Every one (really every single person) struggles with sin and no sin is greater than another. Sin is anything that hurts God’s heart. It separates us from relationship with Him because He is perfect. That’s why each and every person needs Jesus because Jesus did what we couldn’t do for ourselves to bring us back into relationship with God. Jesus took the full weight of our past, present, and future screw ups and nailed it to the cross with Him, then conquered the consequence of sin (death) by rising from the dead. So we’re all on the same playing field; God doesn’t see my sin differently than He sees Daddy’s sin. Most importantly, when you have a relationship with Jesus, God doesn’t see your sin at all. He just sees Jesus.

We talk about this a lot, me and you. It’s important because if you lose sight of that truth it’s easy to begin to judge other people, thinking their sin is worse than your own. Pretty soon, it’s easy to find yourself thinking that your sin isn’t so sinful in light of their sin, and that’s when you lose sight of the beauty of the Gospel and what it means to love others in the way Jesus commanded us.

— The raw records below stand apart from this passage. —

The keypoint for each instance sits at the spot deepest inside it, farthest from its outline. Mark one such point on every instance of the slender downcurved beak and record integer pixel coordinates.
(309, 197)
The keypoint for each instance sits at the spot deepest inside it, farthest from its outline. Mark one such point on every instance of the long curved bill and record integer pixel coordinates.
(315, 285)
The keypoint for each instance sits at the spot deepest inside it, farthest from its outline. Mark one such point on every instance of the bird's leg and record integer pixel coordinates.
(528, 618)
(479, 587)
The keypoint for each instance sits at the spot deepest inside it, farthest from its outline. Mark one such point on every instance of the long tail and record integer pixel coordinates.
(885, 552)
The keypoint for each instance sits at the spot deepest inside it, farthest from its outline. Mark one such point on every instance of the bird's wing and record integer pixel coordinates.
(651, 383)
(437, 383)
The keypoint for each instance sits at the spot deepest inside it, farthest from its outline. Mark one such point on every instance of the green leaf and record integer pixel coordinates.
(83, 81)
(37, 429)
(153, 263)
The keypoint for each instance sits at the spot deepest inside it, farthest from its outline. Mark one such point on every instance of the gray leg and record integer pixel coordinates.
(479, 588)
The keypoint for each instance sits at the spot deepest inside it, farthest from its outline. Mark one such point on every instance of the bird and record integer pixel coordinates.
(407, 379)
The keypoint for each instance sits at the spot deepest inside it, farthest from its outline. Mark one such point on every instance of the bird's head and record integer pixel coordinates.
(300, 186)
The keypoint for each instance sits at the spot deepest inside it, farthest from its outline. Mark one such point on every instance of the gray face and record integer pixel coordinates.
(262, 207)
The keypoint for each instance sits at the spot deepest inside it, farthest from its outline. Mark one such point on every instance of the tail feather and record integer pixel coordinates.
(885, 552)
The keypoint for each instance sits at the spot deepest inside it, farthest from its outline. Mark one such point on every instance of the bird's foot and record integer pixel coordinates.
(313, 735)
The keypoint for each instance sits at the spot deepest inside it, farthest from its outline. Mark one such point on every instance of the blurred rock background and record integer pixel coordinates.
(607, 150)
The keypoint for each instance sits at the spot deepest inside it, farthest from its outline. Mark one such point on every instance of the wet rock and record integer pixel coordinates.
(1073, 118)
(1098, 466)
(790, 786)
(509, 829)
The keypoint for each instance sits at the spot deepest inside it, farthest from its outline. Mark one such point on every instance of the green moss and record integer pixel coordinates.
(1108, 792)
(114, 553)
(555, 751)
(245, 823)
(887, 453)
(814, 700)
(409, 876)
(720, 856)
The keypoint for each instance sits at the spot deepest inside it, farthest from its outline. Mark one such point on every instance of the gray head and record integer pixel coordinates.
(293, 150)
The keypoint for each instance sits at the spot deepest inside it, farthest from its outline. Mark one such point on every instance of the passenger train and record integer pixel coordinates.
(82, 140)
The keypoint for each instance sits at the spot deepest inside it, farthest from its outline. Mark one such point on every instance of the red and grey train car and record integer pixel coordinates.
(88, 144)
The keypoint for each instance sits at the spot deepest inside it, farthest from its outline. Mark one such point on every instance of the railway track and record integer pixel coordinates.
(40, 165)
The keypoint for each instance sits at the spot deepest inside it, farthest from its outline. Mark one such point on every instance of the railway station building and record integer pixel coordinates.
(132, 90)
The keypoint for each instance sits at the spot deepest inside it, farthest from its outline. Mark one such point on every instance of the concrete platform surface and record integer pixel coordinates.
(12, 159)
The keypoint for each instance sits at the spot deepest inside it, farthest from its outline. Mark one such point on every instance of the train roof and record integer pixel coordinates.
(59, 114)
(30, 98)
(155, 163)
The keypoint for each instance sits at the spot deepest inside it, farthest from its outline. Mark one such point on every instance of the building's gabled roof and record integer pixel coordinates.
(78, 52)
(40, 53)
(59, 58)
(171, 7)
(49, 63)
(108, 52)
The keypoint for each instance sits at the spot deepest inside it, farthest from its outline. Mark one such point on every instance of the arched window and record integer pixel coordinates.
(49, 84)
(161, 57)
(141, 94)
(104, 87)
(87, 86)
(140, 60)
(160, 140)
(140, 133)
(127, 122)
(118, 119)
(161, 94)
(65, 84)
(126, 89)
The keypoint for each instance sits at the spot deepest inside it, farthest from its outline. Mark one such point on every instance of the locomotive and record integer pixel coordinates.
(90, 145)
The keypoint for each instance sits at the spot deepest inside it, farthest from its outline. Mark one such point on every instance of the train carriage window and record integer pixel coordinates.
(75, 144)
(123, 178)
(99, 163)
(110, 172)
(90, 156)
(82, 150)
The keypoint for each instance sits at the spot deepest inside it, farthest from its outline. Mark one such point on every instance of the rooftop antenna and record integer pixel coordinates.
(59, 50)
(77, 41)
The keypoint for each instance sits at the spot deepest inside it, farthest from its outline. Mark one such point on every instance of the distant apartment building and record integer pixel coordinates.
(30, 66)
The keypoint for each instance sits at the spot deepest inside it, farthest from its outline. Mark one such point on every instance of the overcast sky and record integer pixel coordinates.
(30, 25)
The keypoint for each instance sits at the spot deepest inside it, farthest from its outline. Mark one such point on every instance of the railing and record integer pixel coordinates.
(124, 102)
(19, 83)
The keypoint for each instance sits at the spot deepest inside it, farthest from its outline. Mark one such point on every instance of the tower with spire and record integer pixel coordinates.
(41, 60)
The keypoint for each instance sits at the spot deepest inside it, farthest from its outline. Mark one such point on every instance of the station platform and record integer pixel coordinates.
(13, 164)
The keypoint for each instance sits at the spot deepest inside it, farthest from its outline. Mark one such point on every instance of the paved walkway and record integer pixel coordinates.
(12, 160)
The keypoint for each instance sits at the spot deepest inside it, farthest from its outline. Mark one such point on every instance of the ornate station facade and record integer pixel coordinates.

Loving others is something that gets talked about a lot. For some, loving others means that you have to agree with them on every front and be best friends. For others, loving others means you play nicely in your corner and let them play nicely in theirs with the mutual understanding that you’ll never engage with them. Neither of those definitions are what Jesus meant when He commanded us to love others as we love ourselves, nor are they the examples of love that He demonstrated for us to follow.

Jesus loved in the messy way. He engaged with people as they were, where they were, and lovingly called them to follow Him. He didn’t condone their behavior, nor did He allow their behavior to prevent Him from interacting with them. This is massively missed in today’s culture. Jesus met their needs, listened to their requests, and loved people in practical ways, all the while inviting them to follow Him.

We see it with how He called Matthew, a tax collector who was seen as a liar, a cheat, a thief, and a traitor in the Jewish culture. Jesus didn’t dismiss Matthew because of his sin, He called Matthew to follow Him. Jesus’ engagement and invitation resulted in Matthew leaving his life of sin and following Jesus. Matthew went on to write the first Gospel to a Jewish audience, the same people he had once cheated.

We see it with the woman caught in the act of adultery. Jesus didn’t avoid the situation or turn a blind eye to her condemnation by religious leaders, nor did He berate her and condemn her, nor did He condone her behavior. Jesus simply asked a question that reminded the condemning crowd of their own sin. When the crowd dissipated, Jesus gently told the woman that He did not condemn her and called her to leave her life of sin. Remember, Jesus was perfect. If anyone had the right to condemn this woman, it was Him! However, Jesus understood that condemnation never leads to life nor freedom. Condemnation always ends in death, but genuine, Gospel-centered love will always lead to life.

To love others as Jesus has called us to will often feel awkward, messy, and unnatural because it often requires that we step outside of our comfort zone to engage with folks who are very different from us. What makes loving others with a Gospel-centered love so beautiful, is that as we engage with people who are different from us we see more of God’s image on display for the world. Every single person has been created in the image of God, and no two of us are the same. How cool is it that we get to see more of God’s character, personality, and design through the friendships and relationships we build with others? What’s more, every single person has been intentionally designed by God Himself. Can you imagine how special they are to Him, even if they don’t belief it to be so? Loving them is not only walking in obedience to Jesus, it’s honoring to both that person and to God by valuing that which He has made and loves.

Buddy, I wish I could tell you that Daddy and I get this whole loving others thing right all of the time, but we don’t. I wish I could tell you that Christians get it right all of the time, but they don’t. Unlike the religious leaders who, in a rare moment of clarity, understood Jesus’ statement to the adulterous woman, many of the religious leaders today have yet to grasp hold of it. It’s a big part of why there’s so much fear that drives how we interact with those who live differently than we do. Fear will always prevent you from loving others. Fear will cause you to make poor decisions and miss out on the beauty of the Gospel because (at its core) it denies the power of the Gospel. Hold fast to the Gospel, kiddo, and you’ll be able to love others the way that Jesus loves them because you realize how much He loves you.